Another important conclusion within the paper is the scope for encouraging the development of market-oriented associations of small farmers. By forming associations or cooperatives, small farmers can improve their market position. If, together, they improve the scale and quality of their production, they may be able to access better market channels and associated credit arrangements, and they can also present a more attractive credit risk. Donors could help farmers to organise themselves and they could also broker links between farmers and suppliers or buyers. They might consider temporary financial guarantees or provide extension and technical support services.

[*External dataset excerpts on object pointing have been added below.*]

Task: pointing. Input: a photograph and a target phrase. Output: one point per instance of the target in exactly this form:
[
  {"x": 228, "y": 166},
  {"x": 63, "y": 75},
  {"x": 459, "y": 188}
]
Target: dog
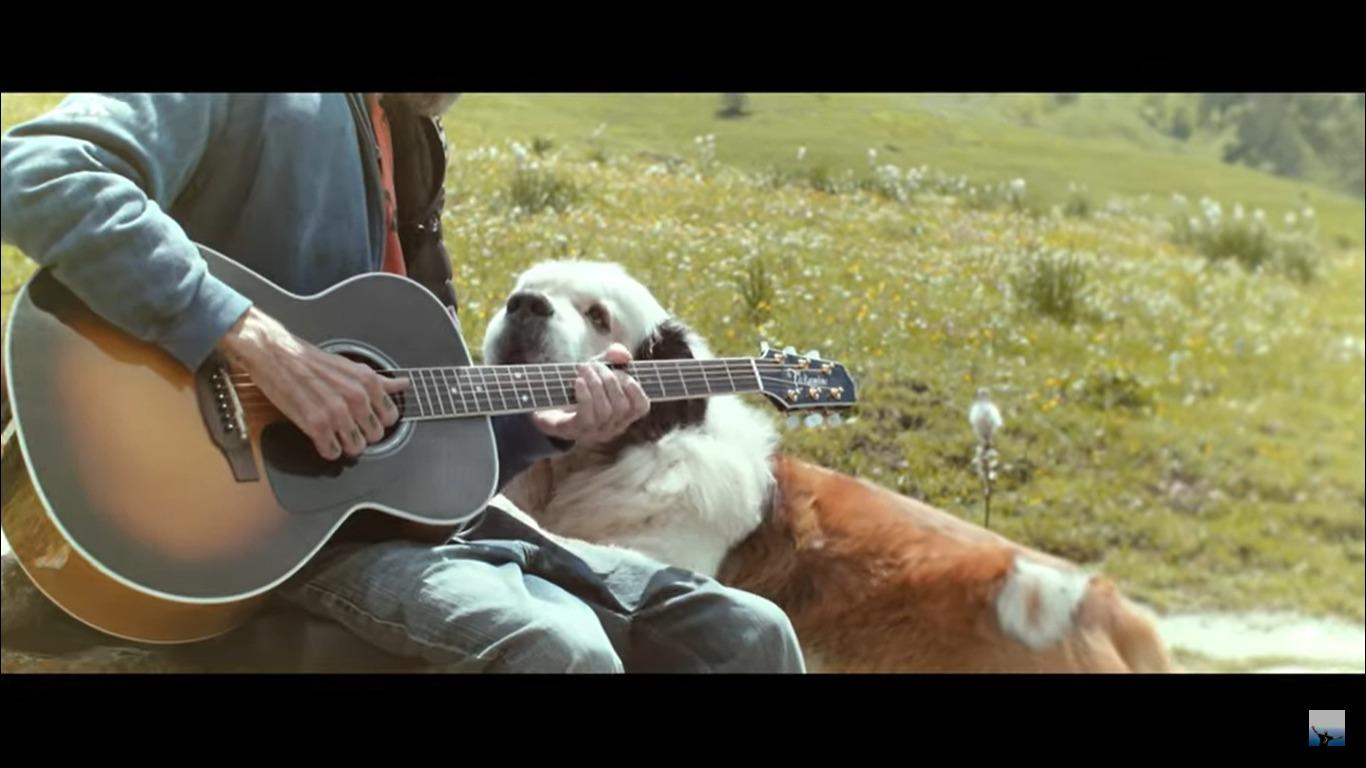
[{"x": 872, "y": 580}]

Financial service providers generally offer more transparent credit than do most buyers and suppliers. They can also offer loans to a larger number of clients as a result of having more appropriate systems and procedures and can offer a more diverse range of financial services. Yet in order to overcome the risk, operating cost, and informational constraints that have limited their involvement in agricultural lending to-date, financial service providers may need to establish linkages with suppliers and buyers; either directly or through intermediaries. Processors or suppliers that are able to set-up finance companies that offer credit to farmers may have an advantage over financial institutions as a result.
The paper is illustrated with examples drawn from a wide variety of countries, e.g. Costa Rica, Mozambique, Zambia, Zimbabwe, Kenya, Peru, Haiti and Malawi.